Il quarto processo, chiamato nei gossip “Meglio tardi che mai”, si era incaponito a voler giudicare quattro persone ritenute responsabili di omicidi avvenuti in un tempo lontanissimo, quando ancora il calendario non segnava l’inizio del secondo millennio dopo Cristo. L’appello li aveva condannati all’ergastolo ma la suprema Corte Galattica di Cassazione aveva deciso che quel processo andava rifatto. Non c’era fretta e comunque si trattava di storia passata.
Il 3023 si apriva dunque con i migliori auspici. Un anno tranquillo, senza fatti di sangue, senza l’assillo di dover narrare incendi, estorsioni, usure, false fatturazioni, prepotenze, falsificazioni, gare truccate.
Proprio per questo motivo la Consulta Galattica per la Legalità decise di riunirsi ai primi di gennaio, in ossequio dell’articolo 1 del proprio Statuto, modificato nel corso dei secoli, che a quel tempo sanciva: “La Consulta è chiamata a riunirsi per Statuto solo quando non ce n’è bisogno. È comunque tenuta a non prendere, nel corso della eventuale suddetta riunione, alcuna decisione che possa alterare lo stato di tranquillità delle cose.”

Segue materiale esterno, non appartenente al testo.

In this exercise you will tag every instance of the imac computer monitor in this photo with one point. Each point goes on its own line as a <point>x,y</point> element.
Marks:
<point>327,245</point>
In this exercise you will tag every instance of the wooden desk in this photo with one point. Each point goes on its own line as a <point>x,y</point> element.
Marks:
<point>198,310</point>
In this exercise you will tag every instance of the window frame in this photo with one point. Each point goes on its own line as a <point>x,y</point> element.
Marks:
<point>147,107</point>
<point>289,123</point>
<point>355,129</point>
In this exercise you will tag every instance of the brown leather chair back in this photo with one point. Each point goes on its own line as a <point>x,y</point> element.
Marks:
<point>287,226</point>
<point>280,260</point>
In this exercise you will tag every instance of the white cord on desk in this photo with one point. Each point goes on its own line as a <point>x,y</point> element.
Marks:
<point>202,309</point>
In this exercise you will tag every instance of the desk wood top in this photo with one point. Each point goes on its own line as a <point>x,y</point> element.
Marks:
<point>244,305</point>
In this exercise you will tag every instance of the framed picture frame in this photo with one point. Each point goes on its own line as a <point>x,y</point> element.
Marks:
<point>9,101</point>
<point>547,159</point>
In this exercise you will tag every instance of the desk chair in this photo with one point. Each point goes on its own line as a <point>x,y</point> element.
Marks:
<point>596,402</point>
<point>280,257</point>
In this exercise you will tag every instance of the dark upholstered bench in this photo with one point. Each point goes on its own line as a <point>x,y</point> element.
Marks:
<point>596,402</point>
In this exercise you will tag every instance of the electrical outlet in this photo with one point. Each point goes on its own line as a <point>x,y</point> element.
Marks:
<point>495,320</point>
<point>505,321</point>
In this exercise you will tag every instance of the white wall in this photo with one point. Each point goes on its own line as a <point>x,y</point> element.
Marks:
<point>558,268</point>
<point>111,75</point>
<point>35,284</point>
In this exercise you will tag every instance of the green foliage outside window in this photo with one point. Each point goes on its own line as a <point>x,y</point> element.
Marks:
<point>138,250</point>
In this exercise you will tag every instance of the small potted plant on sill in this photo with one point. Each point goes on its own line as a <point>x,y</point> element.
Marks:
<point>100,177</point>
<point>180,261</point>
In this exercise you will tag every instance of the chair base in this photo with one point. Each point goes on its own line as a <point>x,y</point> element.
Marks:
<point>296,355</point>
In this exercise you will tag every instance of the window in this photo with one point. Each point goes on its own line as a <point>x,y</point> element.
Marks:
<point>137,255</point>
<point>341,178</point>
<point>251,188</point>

Stando così le direttive, nessuno poteva allora immaginare che un membro della Consulta, il cui nome richiamava un non meglio precisato quadernino rosso il cui contenuto era sconosciuto ai più e il cui autore era morto da tempo (Mao?), decidesse improvvisamente di abbandonare la Consulta. Accusandola di scarsa capacità operativa e progettuale.
Ma come: se la Consulta non faceva nulla, la colpa era certamente di chi c’era dentro. E voi del quadernino rosso c’eravate fino a ieri. Quindi?
La storia dei secoli passati ci insegna che sempre, nei momenti di maggiore serenità e benessere, forze oscure tramavano nel nostro Paese per alterare lo stato delle cose. Tentavano di emergere dall’indifferenza generale con cui i loro messaggi venivano accolti attuando una “strategia della tensione” volta a spostare l’attenzione, a distogliere dai problemi quotidiani; in una parola a “destabilizzare”.
Questi del Quadernino Rosso non furono da meno e l’intero 3023 costrinse tutte le persone per bene ad operare, con fatica e abnegazione, per rimediare ai danni procurati all’intera comunità galattica.